Questions about using Pre-linked Longitudinal ASEC


I am learning how to use the pre-linked longitudinal ASEC extracts (2017-2022). I understand that there are some uncertainties regarding how individuals are identified if users link cross-sectional ASEC samples on their own.

But, I noticed that in the pre-linked extracts, there are sizable amount of individuals whose sex_1 and sex_2 do not correspond. Does it mean that we have to validate the individuals in the prelinked ASEC extracts? Is dropping the discordant cases by sex_1/sex_2; race_1/race_2 adequate? If not, what is the best approach to ensure data quality?

I am also working on linking spouse or unmarried partners to the data. Is the approach similar to other data extracts? I’ve tried to create a spouse data by sample Stata codes below, and merge it to the full data. But it still left many spouses unmatched. Please let me know what I did wrong in this attempt if you can. Or if there is a better way to identify partners. I can provide more details if this is not enough information.
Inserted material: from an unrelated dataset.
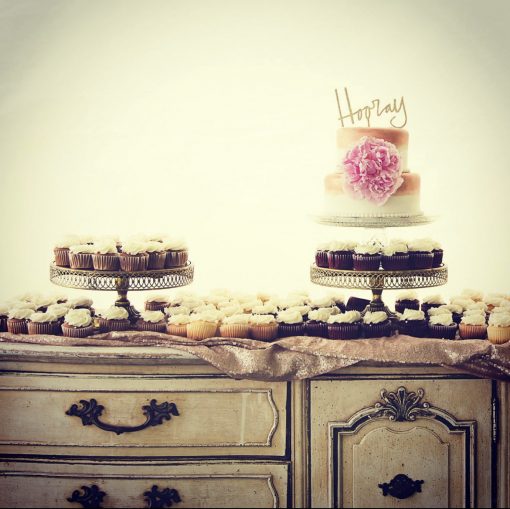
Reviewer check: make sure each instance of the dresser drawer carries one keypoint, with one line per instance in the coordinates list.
(206, 484)
(401, 442)
(141, 416)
Thanks!

keep if sploc_1 >0
drop pernum_1
rename sploc_1 pernum_1
save “spouse_data.dta”

use “full_data.dta”
merge 1:1 year_1 serial_1 pernum_1 using “spouse_data.dta”

I took a look at the longitudinal ASEC data from 2017 to 2022 and I see that fewer than 1% of individuals have SEX_1 not equal to SEX_2. The links in these longitudinal files are created using CPSIDP, a unique person identifier that can be used to link individuals across multiple CPS samples. Links created by CPSIDP are not validated; that is, there are instances in which different individuals are identified as being the same individual with CPSIDP. Individuals who move during the CPS observation period are not followed and are no longer surveyed. The individual(s) residing in the sampled dwelling will instead be interviewed in their place and take on their values of CPSID (the household identifier) and CPSIDP (the person identifier). IPUMS has created a validated longitudinal person identifier for the CPS, CPSIDV, which we validate using race, sex, and age. In practice, you can see that these links are validated by counting the number of respondents in your longitudinal extract with SEX_1!=SEX_2 & CPSIDV_1==CPSIDV_2 (the count is zero). You could validate the links made with CPSIDP yourself, and if so, I would recommend validating them using race (should be the same), sex (should be the same), and age (should not change more than expected between the time periods linked across). Alternatively, you can manually link individuals in a cross-sectional data extract using CPSIDV.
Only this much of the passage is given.